食中毒を防ぐには ~ノロウイルスの場合~

日本の主要な細菌性食中毒の年次推移の統計によると、カンピロバクターによる食中毒が他の細菌による食中毒と比較して発生件数が多いことがわかっています。
ただ、食中毒の原因は細菌だけではありません。
カンピロバクターと同じくらい発生件数の多い食中毒の原因が、ノロウイルスです。
両者は発生件数では同じくらいですが、患者数では圧倒的にノロウイルスによる食中毒が多いのです。
これは食中毒1件あたりの患者数がノロウイルスで多い一方、カンピロバクターによる食中毒は典型的には1件当たりの患者数が少数だからです。

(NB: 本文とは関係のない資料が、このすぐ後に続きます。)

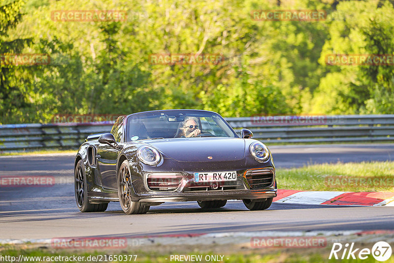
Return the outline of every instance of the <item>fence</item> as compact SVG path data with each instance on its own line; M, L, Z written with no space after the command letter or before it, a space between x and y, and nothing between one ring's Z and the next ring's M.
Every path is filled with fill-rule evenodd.
M239 134L278 143L394 141L394 114L327 116L254 116L226 118ZM113 123L0 125L0 152L36 149L77 148L86 136L109 132Z

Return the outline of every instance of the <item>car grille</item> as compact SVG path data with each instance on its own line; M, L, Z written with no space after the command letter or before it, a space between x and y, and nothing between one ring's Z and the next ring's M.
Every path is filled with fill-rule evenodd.
M250 187L253 189L266 188L272 185L274 177L273 168L248 170L245 175Z
M211 183L191 182L186 186L184 191L214 191L223 190L235 190L245 189L243 184L239 184L237 181L213 182Z
M173 191L176 190L183 178L176 173L149 173L146 175L148 188L154 191Z

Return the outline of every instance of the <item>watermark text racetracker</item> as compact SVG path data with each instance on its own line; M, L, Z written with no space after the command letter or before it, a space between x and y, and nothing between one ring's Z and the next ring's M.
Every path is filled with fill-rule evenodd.
M1 66L47 65L50 62L51 57L47 54L0 54L0 65Z
M55 22L126 21L126 11L119 10L55 10L51 12Z
M325 58L329 66L394 65L394 55L390 54L330 54Z
M0 176L0 187L49 187L55 185L52 175Z
M253 10L252 19L263 21L320 21L325 20L327 12L324 10Z
M158 65L217 65L223 62L224 56L219 54L152 54L149 64Z
M356 177L356 176L327 176L325 178L326 186L343 188L349 187L385 187L394 186L394 177Z
M113 122L119 114L56 114L51 120L52 123L89 123L91 122Z
M339 124L343 122L340 116L323 115L301 115L284 116L254 116L251 117L252 124L257 126L328 125Z
M250 240L252 248L324 248L327 240L320 236L253 237Z

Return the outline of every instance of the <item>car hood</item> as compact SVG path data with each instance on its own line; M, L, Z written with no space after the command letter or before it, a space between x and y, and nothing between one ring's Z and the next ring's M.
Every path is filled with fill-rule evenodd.
M177 138L144 142L179 162L238 161L245 156L245 140L239 138Z

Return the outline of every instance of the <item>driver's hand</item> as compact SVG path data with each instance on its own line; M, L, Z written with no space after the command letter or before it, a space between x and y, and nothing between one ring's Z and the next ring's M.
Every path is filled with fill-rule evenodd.
M196 137L201 134L201 130L197 129L190 132L186 137Z

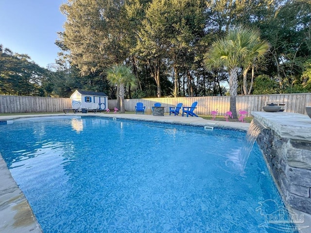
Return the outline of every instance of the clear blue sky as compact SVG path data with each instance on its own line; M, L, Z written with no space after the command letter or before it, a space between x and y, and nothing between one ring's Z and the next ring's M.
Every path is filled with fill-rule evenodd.
M60 50L56 33L65 17L59 6L65 0L0 0L0 44L13 52L28 54L46 68Z

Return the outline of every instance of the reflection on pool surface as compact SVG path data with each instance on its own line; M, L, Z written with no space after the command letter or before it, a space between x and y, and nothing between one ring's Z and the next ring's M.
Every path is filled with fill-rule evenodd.
M1 126L0 152L44 233L280 232L259 226L259 202L283 205L257 145L242 175L226 171L245 136L61 118Z

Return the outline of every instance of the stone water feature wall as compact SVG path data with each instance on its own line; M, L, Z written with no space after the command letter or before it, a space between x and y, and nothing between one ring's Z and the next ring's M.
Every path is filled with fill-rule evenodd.
M252 114L268 128L257 142L284 200L311 214L311 119L289 113Z

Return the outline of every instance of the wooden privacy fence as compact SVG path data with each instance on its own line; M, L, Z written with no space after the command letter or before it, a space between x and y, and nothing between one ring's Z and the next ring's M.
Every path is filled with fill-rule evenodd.
M69 98L0 95L0 113L52 113L71 107Z
M194 101L198 102L194 112L199 115L209 115L210 112L218 109L218 115L224 115L229 111L230 97L208 96L205 97L183 97L177 98L150 98L142 99L125 100L125 110L134 112L138 102L142 102L146 106L146 111L151 111L151 107L156 102L161 103L165 107L164 112L168 113L170 107L174 107L178 103L183 103L183 106L188 107ZM248 116L252 112L262 111L262 107L268 103L285 104L282 105L284 112L306 114L306 106L311 106L311 93L286 94L277 95L259 95L241 96L237 97L237 110L240 109L247 111ZM110 109L117 106L116 100L108 100L108 106Z
M224 115L229 111L230 97L208 96L205 97L180 97L177 98L150 98L125 100L125 110L135 111L138 102L142 102L147 111L151 111L151 107L156 102L160 102L165 107L164 112L168 113L170 107L174 107L178 103L183 103L184 107L191 106L198 102L195 113L202 115L210 115L210 112L218 109L218 115ZM285 112L306 114L305 107L311 106L311 93L285 94L279 95L260 95L242 96L237 97L237 110L247 111L248 116L253 111L260 111L262 107L273 102L285 104ZM108 100L110 109L117 106L116 100ZM57 112L62 112L64 108L71 107L69 98L52 98L0 95L0 113Z

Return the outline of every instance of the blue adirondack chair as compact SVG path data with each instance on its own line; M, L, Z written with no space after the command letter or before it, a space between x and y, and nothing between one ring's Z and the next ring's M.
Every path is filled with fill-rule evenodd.
M161 107L161 103L158 103L158 102L156 102L156 103L155 103L155 106L154 107ZM152 107L152 112L154 112L154 107Z
M179 114L179 110L181 108L182 106L183 106L183 103L179 103L176 106L176 107L170 107L170 116L171 116L171 113L173 113L174 116Z
M138 102L136 104L135 106L135 110L136 111L136 114L138 113L141 113L142 114L145 114L145 108L146 106L144 106L144 104L141 102Z
M187 114L187 117L188 117L189 116L196 116L197 117L198 116L193 113L193 111L194 109L196 108L196 105L198 104L197 102L193 102L192 104L191 105L191 107L183 107L183 115L182 116L184 116L184 114Z

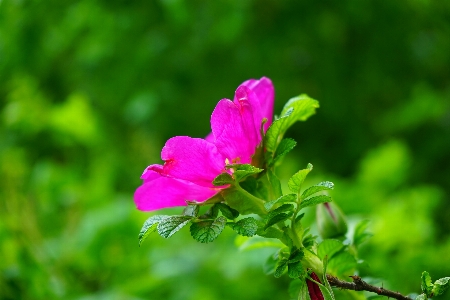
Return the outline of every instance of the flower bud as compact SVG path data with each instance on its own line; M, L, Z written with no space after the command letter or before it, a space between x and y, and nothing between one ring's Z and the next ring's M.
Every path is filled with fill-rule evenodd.
M347 233L347 222L339 206L334 202L317 205L317 228L323 239L343 237Z

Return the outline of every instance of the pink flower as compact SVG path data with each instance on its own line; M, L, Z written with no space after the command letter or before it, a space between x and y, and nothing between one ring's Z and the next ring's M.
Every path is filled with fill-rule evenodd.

ノロウイルスではひとたび食中毒が起こると多くの人に感染するのに対し、カンピロバクターではそうではありません。
 
最近では、福井県若狭町の8小中学校で発生した集団食中毒の原因がノロウイルスでした。
食中毒の症状を訴えたのは287人といいます。

■福井・若狭町の集団食中毒 ノロウイルスが原因
http://www.asahi.com/articles/ASJ5T2FS9J5TUBQU005.html
 
ノロウイルスの潜伏期間は1~2日間です。
嘔吐、下痢、腹痛といった感染性胃腸炎の症状が出ます。
ウイルスですから抗菌薬は効きません。
たいていは自然に治りますが、抵抗力の弱い高齢者は死亡することもあります。
 
ノロウイルスは牡蠣などの二枚貝にいて、加熱が不十分なまま食べると感染します。
ただ、二枚貝は感染源の一つに過ぎません。
ノロウイルスで大規模な感染が起こりやすいのは、感染した調理従事者が感染源になるからです。
感染者の腸内ではノロウイルスが増殖しています。
感染者がトイレに行ったあと手洗いが不十分なまま食品に触ると、食品が汚染されます。
 
やっかいなのは、感染しているのに症状がない場合(不顕性感染)があることです。
吐き気があったり下痢をしていたりする人に調理させないのは当然のことですが、それだけではノロウイルス感染を防げません。
症状がなくてもノロウイルスに感染しているかもしれないという前提で感染対策をするべきです。
本人が感染していなくても、水道の蛇口やドアノブがウイルスに汚染されている可能性もあります。
手洗いを徹底する、食品を扱うときは清潔な手袋をつける、などの対策が必要です。
 
手洗いも正しいやりかたで行わないと効果的ではありません。